Chicks being raised by a Broody.. safe to integrate them with flock?

Discussion in 'Managing Your Flock' started by chantald, May 12, 2009.

  1. This is our first ever hatch, I got 10 fertile Silkie eggs here and 5 hatched on day 21. What an exciting day! My children were thrilled (and I was so relived!)

    I introduced the new chicks to my broody Silkie and she took to them immediately. They are a week old now and seem to be thriving. Had one scare today where one seemed to get caught in her down feathers and got them twisted around it's little neck.. started to strangle.. Got that taken care of pronto and hope it was just a fluke..

    Right now they are all in the 8x10 converted Amish shed that is our coop with 4 other full size hens (3 RIRs, 1 EE) in a corner penned off with chicken wire.

    Do I dare take away the fence and let them be in the same space as the other girls? I do remove the other hens during the day to a chicken tractor in our yard and return them to the coop at night..

    Will a Silkie be able to fend off the other hens? I am starting to feel like the little pen is a bit small but have no other option for housing them..


    here is the coop inside.. the little pen is in the lower left corner of the photo (not pictured... but that's it's location) Where the garbage can and black bag are in the photo (they are not there anymore)


  2. karen71

    karen71 Songster

    Apr 27, 2008
    Bear, DE
    I have a broody Silkie that is caring for chicks - she shares the yard and coop with standard size hens .

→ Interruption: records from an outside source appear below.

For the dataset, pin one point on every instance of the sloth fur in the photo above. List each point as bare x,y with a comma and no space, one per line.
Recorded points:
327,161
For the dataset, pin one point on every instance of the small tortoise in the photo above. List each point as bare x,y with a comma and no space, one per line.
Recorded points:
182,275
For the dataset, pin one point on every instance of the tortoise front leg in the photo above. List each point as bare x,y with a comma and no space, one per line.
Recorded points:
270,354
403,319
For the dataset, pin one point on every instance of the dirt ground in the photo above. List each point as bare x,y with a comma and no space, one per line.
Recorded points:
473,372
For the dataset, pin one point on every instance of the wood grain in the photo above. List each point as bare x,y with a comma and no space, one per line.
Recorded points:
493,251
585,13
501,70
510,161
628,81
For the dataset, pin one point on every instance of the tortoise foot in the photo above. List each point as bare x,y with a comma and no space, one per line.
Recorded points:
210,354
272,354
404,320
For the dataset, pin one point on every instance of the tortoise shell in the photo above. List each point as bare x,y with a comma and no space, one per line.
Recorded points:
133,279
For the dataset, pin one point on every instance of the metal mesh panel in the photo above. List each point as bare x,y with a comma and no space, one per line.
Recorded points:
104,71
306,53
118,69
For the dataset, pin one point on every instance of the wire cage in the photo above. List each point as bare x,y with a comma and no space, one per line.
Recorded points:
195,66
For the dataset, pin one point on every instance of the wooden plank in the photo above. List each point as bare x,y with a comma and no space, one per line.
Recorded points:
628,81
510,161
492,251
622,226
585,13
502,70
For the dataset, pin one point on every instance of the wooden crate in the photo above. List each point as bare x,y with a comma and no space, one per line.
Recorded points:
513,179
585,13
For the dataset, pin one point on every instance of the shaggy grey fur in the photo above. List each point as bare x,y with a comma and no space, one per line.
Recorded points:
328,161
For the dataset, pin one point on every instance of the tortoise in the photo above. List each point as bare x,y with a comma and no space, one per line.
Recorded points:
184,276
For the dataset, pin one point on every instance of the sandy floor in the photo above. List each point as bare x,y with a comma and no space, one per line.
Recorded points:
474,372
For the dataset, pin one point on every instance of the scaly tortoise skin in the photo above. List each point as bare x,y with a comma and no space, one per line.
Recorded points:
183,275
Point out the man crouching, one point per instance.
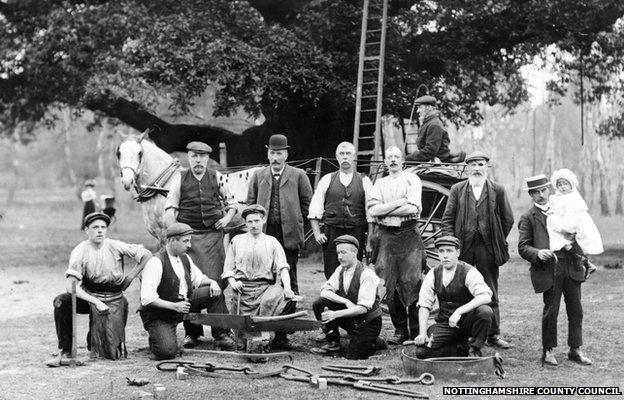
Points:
(463, 297)
(349, 301)
(172, 285)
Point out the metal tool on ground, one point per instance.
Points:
(460, 368)
(363, 370)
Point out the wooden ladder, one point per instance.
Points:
(368, 100)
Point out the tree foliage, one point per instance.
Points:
(295, 62)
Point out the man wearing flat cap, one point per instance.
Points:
(285, 193)
(349, 301)
(171, 286)
(553, 273)
(200, 198)
(479, 214)
(433, 139)
(253, 262)
(96, 265)
(464, 313)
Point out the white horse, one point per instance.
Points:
(147, 170)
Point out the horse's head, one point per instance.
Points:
(129, 155)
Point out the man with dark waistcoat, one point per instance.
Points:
(478, 213)
(553, 273)
(463, 297)
(285, 193)
(340, 202)
(97, 266)
(172, 285)
(433, 139)
(349, 300)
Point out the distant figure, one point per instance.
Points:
(88, 197)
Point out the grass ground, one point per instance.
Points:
(38, 233)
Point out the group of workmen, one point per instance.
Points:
(350, 217)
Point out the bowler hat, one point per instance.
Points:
(447, 241)
(89, 218)
(476, 155)
(537, 182)
(278, 142)
(199, 147)
(178, 229)
(425, 100)
(347, 239)
(253, 209)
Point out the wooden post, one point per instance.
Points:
(72, 360)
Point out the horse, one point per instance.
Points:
(148, 171)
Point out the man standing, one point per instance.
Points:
(553, 273)
(395, 203)
(349, 300)
(172, 285)
(96, 265)
(340, 201)
(253, 262)
(479, 214)
(463, 297)
(196, 199)
(433, 140)
(285, 192)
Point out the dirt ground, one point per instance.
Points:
(38, 233)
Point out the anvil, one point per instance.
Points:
(252, 323)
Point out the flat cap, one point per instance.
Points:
(447, 241)
(199, 147)
(253, 209)
(537, 182)
(425, 100)
(347, 239)
(476, 155)
(178, 229)
(89, 218)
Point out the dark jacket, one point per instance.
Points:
(433, 141)
(499, 210)
(295, 195)
(533, 236)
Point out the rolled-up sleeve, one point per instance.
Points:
(426, 297)
(368, 288)
(317, 204)
(150, 279)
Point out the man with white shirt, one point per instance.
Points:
(349, 300)
(340, 202)
(395, 203)
(172, 285)
(478, 213)
(463, 297)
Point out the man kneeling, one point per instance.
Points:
(349, 301)
(463, 297)
(252, 263)
(172, 285)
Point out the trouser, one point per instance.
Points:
(450, 342)
(63, 319)
(571, 291)
(482, 258)
(163, 340)
(404, 317)
(330, 258)
(292, 256)
(362, 337)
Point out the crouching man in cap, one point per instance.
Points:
(97, 265)
(463, 297)
(349, 300)
(253, 262)
(172, 285)
(553, 273)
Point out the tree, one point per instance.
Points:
(295, 62)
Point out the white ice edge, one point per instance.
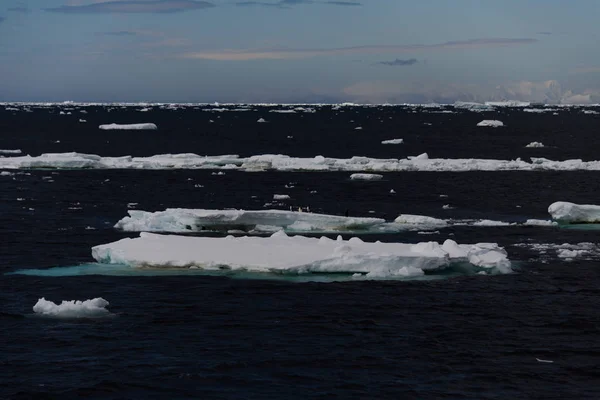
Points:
(140, 126)
(280, 162)
(298, 255)
(571, 213)
(181, 220)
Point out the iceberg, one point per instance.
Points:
(142, 126)
(491, 123)
(72, 309)
(280, 253)
(535, 145)
(569, 213)
(393, 141)
(366, 177)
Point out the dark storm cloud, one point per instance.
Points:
(399, 63)
(140, 6)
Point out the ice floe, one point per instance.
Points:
(535, 144)
(280, 162)
(393, 141)
(141, 126)
(10, 151)
(280, 253)
(491, 123)
(366, 177)
(180, 220)
(72, 309)
(570, 213)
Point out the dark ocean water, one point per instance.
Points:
(467, 337)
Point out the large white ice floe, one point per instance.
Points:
(279, 162)
(179, 220)
(299, 255)
(72, 309)
(491, 123)
(142, 126)
(570, 213)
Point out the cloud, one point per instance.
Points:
(23, 10)
(290, 3)
(280, 54)
(551, 92)
(118, 33)
(584, 70)
(399, 63)
(138, 6)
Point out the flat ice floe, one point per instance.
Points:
(570, 213)
(491, 123)
(180, 220)
(10, 151)
(279, 162)
(366, 177)
(535, 144)
(142, 126)
(393, 141)
(280, 253)
(72, 309)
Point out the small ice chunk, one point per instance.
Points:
(72, 309)
(491, 123)
(570, 213)
(366, 177)
(393, 141)
(535, 145)
(141, 126)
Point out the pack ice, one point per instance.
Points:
(570, 213)
(279, 162)
(142, 126)
(72, 309)
(179, 220)
(280, 253)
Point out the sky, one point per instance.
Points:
(300, 51)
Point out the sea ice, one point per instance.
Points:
(491, 123)
(366, 177)
(535, 144)
(570, 213)
(281, 162)
(6, 151)
(298, 255)
(142, 126)
(393, 141)
(178, 220)
(72, 309)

    I had purchased a new coop and she and the babies had it all to theirselves for 3 weeks then I moved the standards in the coop so I could use the smaller as a brooder for 6 RIR's , she has had no problems -
    the adults roost she and the babies sit in the corner
    they are let out in the morning and everyone goes back in at night
    the babies walk around with their Aunties now
    I sat and watched the standards when they would get near the babies I was ready to grab them but they never did anything

    adults could peck the babies though so I would want to wait until you can observe constantly just to be sure
  3. colewilson

    colewilson In the Brooder

    Apr 28, 2009
    i had a broody silkie hen.

    i bought 6 golden comets . i gave them to her when they where 2 weeks.
    about 1 week later i bought 6 wyandottes and have them to her at 3 weeks old.
    then about 3 weeks later i bought 3 light brown leghorns and 3 banties and have them to her at 2 weeks.
    she took to them all.
  4. Ridgerunner

    Ridgerunner Free Ranging

    Feb 2, 2009
    Southeast Louisiana
    Will a Silkie be able to fend off the other hens?

    It depends on the silkie. She may be able to fend off the other hens. It really doesn't depend on her size but on her desire. In your situation, it is worth a try. Keep an eye on them for a while after you bring the others back from the tractor to see how it is going, but I think it will be OK. Just don't leave them in the coop too long in the morning after they wake up before you take them to the tractor.

    One benefit I see in doing this is that the chicks will integrate with the flock while the broody will protect them from getting hurt too bad. I think it will make the final integration go much better.

    Good luck.
  5. Jenbo

    Jenbo Hatching

    May 28, 2008
    I'm also wondering about integrating 4 one week old Buff Orpington chicks with our 2 Buff Orpington hens in their coop outside. One of our hens has been sitting on her infertile eggs for 3 days now (it seems like ever since we showed her the chicks in our kitchen).

    If we do decide to give her the chicks, I'm wondering about access to water and food for the chicks and how much we can trust our hens. We are supposed to go away for a couple of days the week after next and not sure if we can leave them alone. (We have friends who will check on food and water in our back yard, (or keep the box with the warm light at their house if we don't integrate the chicks with our hens), but our friends can't stay at our house and make sure our hens are doing a good job at taking care of the chicks. Could we wait until we get back from our trip and give her the chicks when they are 3 weeks old?

    Any and all suggestions would be welcome! I think it would be so cool to let our hen be a mama, since she seems like she wants to be one!
  6. WalkingWolf

    WalkingWolf Songster

    Jan 1, 2009
    North Carolina
    Beware the power of a broody chick defending her young. [​IMG]

    My game hen will take on all three of our large dogs even if they are only passing by. Ducks, people, even a squirrel are no match for this normally docile girl when she has chicks.